Kasia Glinka chce ratować małżeństwo! Dla synka!
Kasia Glinka (37 l.) wierzy, że nie wszystko jeszcze stracone. Niestety, mąż chyba ma nieco inne zdanie na ten temat...
W styczniu Przemysław Gołdon poinformował aktorkę, że wyprowadza się z domu.
"Wiedzieliśmy, że Kasia ma problemy, ale myśleliśmy, że to choroba taty spędza jej sen z powiek. To, że mąż ją zostawił, trzymała w tajemnicy.
Miała nadzieję, że nie wszystko stracone" – mówi „Życiu na Gorąco” jedna z aktorek współpracujących z Glinką.
Kasia rzeczywiście nie chciała się poddać, ale jej próby przekonania męża, by dali związkowi jeszcze jedną szansę, zakończyły się porażką.

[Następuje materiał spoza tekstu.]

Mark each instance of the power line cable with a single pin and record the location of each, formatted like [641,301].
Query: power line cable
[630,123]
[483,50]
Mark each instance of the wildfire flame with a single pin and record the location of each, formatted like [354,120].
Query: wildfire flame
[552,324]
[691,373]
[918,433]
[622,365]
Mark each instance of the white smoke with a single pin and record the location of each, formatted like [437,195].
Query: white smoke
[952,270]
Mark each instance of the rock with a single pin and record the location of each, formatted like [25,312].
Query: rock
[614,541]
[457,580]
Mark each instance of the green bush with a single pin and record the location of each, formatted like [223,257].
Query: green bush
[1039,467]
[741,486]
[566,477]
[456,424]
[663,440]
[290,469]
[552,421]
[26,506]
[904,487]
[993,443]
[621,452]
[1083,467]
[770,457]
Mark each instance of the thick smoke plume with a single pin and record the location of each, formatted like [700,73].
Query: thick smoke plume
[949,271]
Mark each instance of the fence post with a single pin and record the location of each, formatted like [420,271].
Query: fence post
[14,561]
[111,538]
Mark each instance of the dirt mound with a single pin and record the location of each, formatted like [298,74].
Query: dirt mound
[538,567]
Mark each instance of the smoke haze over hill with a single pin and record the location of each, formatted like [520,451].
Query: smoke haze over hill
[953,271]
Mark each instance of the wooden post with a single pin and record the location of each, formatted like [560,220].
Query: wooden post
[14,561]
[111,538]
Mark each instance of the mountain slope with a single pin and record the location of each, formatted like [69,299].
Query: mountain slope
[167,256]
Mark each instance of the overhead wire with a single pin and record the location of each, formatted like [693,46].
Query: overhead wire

"Mam trudny okres w życiu" – potwierdziła w rozmowie z jednym z pism, nie chcąc jednak rozwijać tego tematu.
Od momentu, gdy Przemysław Gołdon spakował swoje rzeczy i zamieszkał z dala od rodziny, minęło już prawie pół roku.
Aktorka nie zamierza jednak się poddać!
"Na odchodne powiedział, że zmarnował dwa lata, próbując odzyskać jej czułość i uwagę. A dla niej liczył się tylko ich syn" – mówi informatorka tygodnika.
Co ciekawe, do dzisiaj Gołdon nie złożył pozwu rozwodowego w sądzie. Nie ma też, jak twierdzi osoba z jego otoczenia, żadnej nowej miłości.
Tylko dzięki temu Katarzyna Glinka jakoś jeszcze się trzyma.